Mme A… D… épouse E… a demandé au même tribunal d’annuler l’arrêté n°2020-BSE-116 du même jour par lequel le préfet du Gard a refusé de lui délivrer un titre de séjour, lui a fait obligation de quitter le territoire français dans un délai de trente jours, a fixé le pays de destination de cette mesure et lui a interdit le retour sur le territoire français pour une durée de trois ans.
Par un jugement n° 2402875, 2402876 du 5 novembre 2024, le tribunal administratif de Nîmes a, après avoir joint les deux procédures, annulé les décisions portant interdiction de retour sur le territoire français et rejeté le surplus des demandes de M. E… et Mme D… épouse E….

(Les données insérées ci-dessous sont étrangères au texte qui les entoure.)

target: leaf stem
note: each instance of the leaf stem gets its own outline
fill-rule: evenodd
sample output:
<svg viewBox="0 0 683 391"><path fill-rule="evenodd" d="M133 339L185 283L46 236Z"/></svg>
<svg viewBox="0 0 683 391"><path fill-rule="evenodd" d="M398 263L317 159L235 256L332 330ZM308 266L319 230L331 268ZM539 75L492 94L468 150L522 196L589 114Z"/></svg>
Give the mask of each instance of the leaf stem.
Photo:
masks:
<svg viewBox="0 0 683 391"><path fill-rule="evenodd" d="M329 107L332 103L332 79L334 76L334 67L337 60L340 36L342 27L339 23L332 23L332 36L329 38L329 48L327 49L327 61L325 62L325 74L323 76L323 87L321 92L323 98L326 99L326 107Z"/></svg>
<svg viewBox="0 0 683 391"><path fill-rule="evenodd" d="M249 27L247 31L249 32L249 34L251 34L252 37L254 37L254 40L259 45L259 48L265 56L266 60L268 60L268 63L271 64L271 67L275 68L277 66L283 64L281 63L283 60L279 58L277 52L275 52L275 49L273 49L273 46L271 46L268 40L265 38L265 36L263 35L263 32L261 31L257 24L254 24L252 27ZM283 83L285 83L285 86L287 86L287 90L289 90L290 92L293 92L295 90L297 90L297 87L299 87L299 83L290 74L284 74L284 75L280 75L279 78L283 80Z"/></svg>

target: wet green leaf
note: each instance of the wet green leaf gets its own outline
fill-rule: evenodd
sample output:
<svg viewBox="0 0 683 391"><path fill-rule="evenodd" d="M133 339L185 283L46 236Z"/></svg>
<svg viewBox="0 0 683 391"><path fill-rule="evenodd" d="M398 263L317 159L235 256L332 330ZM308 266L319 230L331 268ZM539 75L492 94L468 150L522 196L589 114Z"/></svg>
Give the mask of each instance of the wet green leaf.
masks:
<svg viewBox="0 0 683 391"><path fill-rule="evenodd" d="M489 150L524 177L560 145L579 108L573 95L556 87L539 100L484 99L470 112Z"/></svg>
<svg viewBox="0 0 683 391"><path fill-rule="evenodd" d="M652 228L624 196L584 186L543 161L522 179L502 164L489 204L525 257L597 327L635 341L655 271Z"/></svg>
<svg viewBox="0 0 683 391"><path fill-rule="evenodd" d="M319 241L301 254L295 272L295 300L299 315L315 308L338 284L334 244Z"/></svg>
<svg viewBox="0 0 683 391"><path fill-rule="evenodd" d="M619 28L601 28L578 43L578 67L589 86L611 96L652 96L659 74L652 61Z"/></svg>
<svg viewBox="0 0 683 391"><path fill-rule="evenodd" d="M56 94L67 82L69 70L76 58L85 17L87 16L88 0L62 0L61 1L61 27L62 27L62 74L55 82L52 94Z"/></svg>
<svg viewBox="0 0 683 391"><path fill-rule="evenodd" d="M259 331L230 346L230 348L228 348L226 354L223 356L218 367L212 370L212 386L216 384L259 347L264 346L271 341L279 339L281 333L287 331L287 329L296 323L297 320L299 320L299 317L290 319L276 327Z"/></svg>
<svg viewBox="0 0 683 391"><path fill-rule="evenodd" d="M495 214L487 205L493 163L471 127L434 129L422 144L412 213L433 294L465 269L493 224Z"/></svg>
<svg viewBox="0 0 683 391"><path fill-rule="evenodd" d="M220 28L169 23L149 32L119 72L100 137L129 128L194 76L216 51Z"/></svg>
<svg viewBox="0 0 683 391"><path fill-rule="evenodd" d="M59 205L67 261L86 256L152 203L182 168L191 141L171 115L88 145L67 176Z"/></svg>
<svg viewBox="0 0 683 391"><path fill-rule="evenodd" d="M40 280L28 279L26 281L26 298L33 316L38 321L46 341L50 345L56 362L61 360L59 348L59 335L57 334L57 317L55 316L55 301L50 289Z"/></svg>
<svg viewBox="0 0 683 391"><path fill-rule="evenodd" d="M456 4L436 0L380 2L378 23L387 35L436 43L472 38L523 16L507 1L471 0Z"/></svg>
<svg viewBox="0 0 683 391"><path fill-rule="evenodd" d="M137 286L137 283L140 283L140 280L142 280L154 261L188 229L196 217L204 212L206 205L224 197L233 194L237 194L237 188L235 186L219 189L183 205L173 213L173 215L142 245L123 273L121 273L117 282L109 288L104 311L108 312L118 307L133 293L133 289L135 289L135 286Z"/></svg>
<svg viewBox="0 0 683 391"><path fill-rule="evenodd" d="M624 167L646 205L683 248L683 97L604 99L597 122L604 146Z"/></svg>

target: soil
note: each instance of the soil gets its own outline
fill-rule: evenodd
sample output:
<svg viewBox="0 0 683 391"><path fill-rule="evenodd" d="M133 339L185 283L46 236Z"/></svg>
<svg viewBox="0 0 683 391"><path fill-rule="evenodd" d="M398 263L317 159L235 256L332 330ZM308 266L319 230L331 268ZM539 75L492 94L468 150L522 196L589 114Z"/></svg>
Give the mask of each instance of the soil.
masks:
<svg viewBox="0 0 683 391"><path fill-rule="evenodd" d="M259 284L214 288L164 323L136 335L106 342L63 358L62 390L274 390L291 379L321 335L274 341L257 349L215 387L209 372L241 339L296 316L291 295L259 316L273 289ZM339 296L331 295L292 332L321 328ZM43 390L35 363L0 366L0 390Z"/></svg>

Procédure devant la cour :
Par une requête, enregistrée le 28 février 2025 sous le n°25TL00433, Mme D… épouse E… et M. E…, représentés par Me Debureau, demandent à la cour :
1°) d’annuler ce jugement en ce que, après avoir annulé les décisions du 19 avril 2024 par lesquelles le préfet du Gard leur a fait interdiction de retourner sur le territoire français pour une durée de trois ans, il a rejeté le surplus de leurs conclusions ;
2°) d’annuler les décisions du 19 avril 2024 par lesquelles le préfet du Gard a refusé de leur délivrer un titre de séjour et leur a délivré une obligation de quitter le territoire français ;
3°) d’enjoindre au préfet du Gard de leur délivrer un titre de séjour ;
4°) de mettre à la charge de l’État une somme de 1 500 euros à verser à leur conseil sur le fondement de l’article L. 761-1 du code de justice administrative et de l’article 37 de la loi du 10 juillet 1991 relative à l’aide juridique.
Ils soutiennent que :
- la décision portant refus de titre de séjour méconnaît les stipulations de l’article 6-5 de l’accord franco-algérien ;
- elle méconnaît les stipulations de l’article 8 de la convention européenne de sauvegarde des droits de l’homme et des libertés fondamentales ;
- la décision portant obligation de quitter le territoire français est privée de base légale ;
- elle méconnaît les stipulations de l’article 8 de la convention européenne de sauvegarde des droits de l’homme et des libertés fondamentales.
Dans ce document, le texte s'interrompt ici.